KATADATA - Selama dua hari ke depan, Dewan Gubernur Bank Indonesia akan menggelar rapat bulanan. Banyak kalangan yang berharap agar bank sentral kembali memangkas suku bunga acuannya yang saat ini berada di posisi 7,25 persen. Langkah tersebut diharapkan dapat mempercepat gerak ekonomi di Tahun Monyet ini.

Pemerintah, misalnya, tak hanya sekali meminta Bank Indonesia menurunkan suku bunga acuan. Lantaran BI Rate yang tinggi ini maka perbankan pun tak mau memangkas bunga kreditnya.

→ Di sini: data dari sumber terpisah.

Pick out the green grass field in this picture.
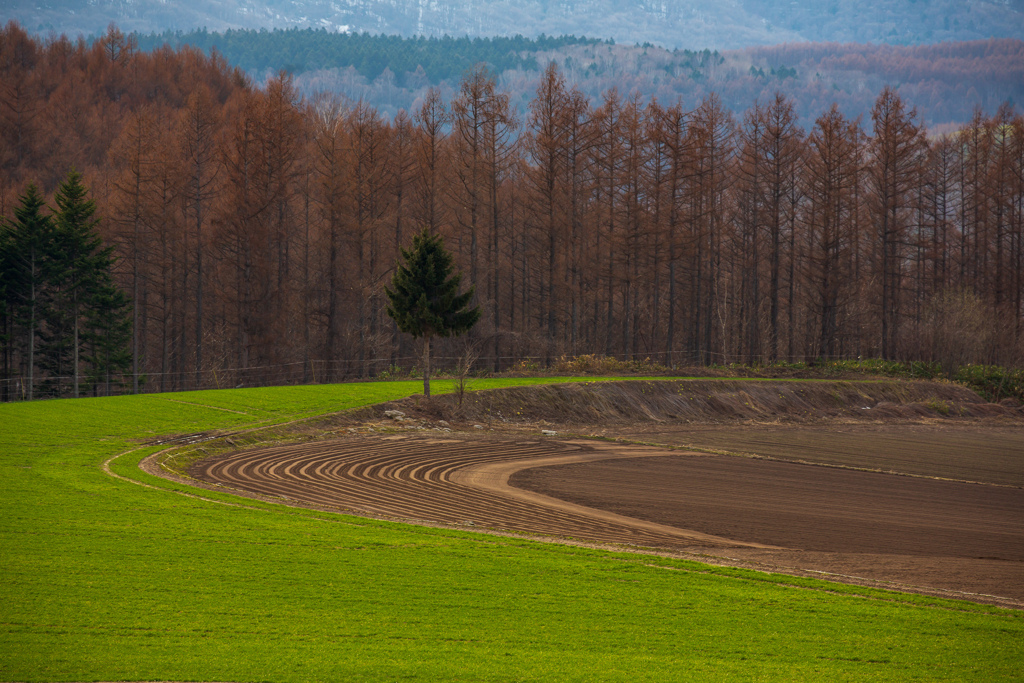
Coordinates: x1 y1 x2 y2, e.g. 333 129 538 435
0 378 1024 681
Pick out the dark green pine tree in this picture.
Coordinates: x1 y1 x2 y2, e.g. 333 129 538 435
0 216 15 401
384 229 480 396
3 184 53 400
41 171 130 397
83 274 132 395
46 171 107 397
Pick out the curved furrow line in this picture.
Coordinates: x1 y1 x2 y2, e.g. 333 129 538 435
193 437 737 546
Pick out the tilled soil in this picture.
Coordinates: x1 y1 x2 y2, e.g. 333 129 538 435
189 434 1024 606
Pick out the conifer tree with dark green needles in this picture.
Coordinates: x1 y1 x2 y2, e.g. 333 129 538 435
4 184 53 400
384 228 480 396
49 170 114 397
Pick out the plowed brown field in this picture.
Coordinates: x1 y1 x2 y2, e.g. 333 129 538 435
189 433 1024 606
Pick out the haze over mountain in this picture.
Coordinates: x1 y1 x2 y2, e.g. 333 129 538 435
8 0 1024 49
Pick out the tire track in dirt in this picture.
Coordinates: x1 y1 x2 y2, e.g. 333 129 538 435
189 436 772 548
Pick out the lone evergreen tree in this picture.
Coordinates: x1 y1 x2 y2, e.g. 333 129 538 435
384 229 480 396
49 171 114 397
4 184 53 400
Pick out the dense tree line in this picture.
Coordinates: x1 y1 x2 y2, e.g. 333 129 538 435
0 21 1024 390
0 171 131 400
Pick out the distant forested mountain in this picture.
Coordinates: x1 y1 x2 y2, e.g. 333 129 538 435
0 25 1024 399
136 29 602 84
3 0 1024 49
137 30 1024 126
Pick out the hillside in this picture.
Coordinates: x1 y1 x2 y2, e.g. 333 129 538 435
12 0 1024 49
137 30 1024 127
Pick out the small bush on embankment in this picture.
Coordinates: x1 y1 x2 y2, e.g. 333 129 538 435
380 379 1022 424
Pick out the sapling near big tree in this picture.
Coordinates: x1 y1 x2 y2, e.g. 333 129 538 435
384 229 480 396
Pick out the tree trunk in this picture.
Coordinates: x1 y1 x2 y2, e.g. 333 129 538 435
423 335 430 398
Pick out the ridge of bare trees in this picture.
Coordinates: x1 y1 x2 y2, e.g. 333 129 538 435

Akibatnya, langkah tersebut tidak banyak menolong atas pertumbuhan ekonomi yang sedang lesu. (Baca: Bunga Acuan BI Rate Akhirnya Turun, Rupiah Tetap Stabil). 

Advertisement

Sepanjang tahun lalu, BI Rate memang bertengger kokoh pada level 7,5 persen. Karena itu, Wakil Presiden Jusuf Kalla dan Menteri Koordinator Bidang Perekonomian Darmin Nasution, secara bergantian, kerap menyindir sikap gamang bank sentral unutk mengambil langkah progresif. Lantaran dorongan ini, pemerintah dituding mengintervensi Bank Indonesia.

Misalnya, dalam pertemuan tahunan bank sentral pada akhir November tahun lalu, Jusuf Kalla mengecam alasan BI yang enggan mengurangi suku bunga acuan karena khawatir atas ketidakpastian kenaikan suku bunga Amerika Serikat atau Fed Rate. Sebab, Kalla melihat sejumlah faktor justru menunjukkan kemungkinan BI untuk mengambil kebijakan sebaliknya, seperti inflasi yang rendah dan mengecilnya defisit transaksi berjalan.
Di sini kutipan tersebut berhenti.